2.3. The whole point is that quicksort is only fast when two partitions are roughly the same size. When you have a large number of duplicate values one partition will be much larger than the other, causing more recursive calls. In the case of the entire array being duplicates, it becomes the same as selection sort, i.e. O(n^2). You should be counting the number of comparisons there, not number of swaps.
When people discuss sorting algorithms, they generally assume there are no duplicate values.
2012-05-03, 10:34 PM
thinbear
Re: Quicksort implementation issue - Java
When the array is passed into the function, does it passed as reference or by value?
If the array is cloned many times, it would slow down a lot; delete the intermediate arrays immediately when it become useless (vs. waiting for garbage collection) will help speeding up the recursive process;
I haven't deal with java for a long time, so I could be wrong.
2012-05-03, 11:07 PM
happylight
Re: Quicksort implementation issue - Java
Quote:
Originally Posted by thinbear
When the array is passed into the function, does it passed as reference or by value?
If the array is cloned many times, it would slow down a lot; delete the intermediate arrays immediately when it become useless (vs. waiting for garbage collection) will help speeding up the recursive process;
I haven't deal with java for a long time, so I could be wrong.
It's passed by reference in Java so there's no problem there.
2012-05-04, 12:54 AM
nRxUs
Re: Quicksort implementation issue - Java
Merge sort is supposed to be faster than quick sort.
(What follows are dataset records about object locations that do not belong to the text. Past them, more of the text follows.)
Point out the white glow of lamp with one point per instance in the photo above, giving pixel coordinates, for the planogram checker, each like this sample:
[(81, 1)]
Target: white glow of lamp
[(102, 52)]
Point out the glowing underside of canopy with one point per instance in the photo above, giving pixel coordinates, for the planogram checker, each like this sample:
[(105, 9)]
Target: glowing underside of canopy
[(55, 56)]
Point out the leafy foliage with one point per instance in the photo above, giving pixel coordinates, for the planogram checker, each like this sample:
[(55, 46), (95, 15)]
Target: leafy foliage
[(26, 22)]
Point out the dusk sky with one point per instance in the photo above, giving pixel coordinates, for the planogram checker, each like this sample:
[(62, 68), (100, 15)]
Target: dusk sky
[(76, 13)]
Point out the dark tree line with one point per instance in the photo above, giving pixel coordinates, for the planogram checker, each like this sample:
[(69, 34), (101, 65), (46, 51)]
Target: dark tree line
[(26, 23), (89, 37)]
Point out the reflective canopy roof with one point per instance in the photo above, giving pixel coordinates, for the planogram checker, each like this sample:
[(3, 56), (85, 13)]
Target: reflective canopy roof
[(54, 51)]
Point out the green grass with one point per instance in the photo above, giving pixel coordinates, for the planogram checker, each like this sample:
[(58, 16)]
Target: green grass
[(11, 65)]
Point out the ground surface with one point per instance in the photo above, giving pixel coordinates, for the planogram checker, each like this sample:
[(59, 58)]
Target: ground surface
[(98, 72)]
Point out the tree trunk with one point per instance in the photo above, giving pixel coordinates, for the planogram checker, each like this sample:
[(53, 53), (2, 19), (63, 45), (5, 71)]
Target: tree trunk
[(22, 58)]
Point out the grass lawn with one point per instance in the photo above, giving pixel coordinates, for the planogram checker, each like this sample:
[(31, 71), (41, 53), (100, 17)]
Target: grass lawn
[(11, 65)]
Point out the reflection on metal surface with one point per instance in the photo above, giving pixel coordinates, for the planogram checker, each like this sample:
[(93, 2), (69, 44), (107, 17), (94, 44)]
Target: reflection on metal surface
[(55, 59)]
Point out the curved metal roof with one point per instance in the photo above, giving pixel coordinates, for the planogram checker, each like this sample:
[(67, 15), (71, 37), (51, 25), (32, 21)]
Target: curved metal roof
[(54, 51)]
On worst case scenarios quick sort is O(n^2) while Merge sort is O(nlogn).
2012-05-04, 06:27 AM
Spaz
Re: Quicksort implementation issue - Java
Profile your code. Find a Java profiler or use the poor man's profiler: run your code in the debugger, hit break a few times, see where it usually is when you break. Performance problems are often not where you think.
2012-05-04, 06:38 AM
Corn
Re: Quicksort implementation issue - Java
Quote:
Originally Posted by nRxUs
Merge sort is supposed to be faster than quick sort.
On worst case scenarios quick sort is O(n^2) while Merge sort is O(nlogn).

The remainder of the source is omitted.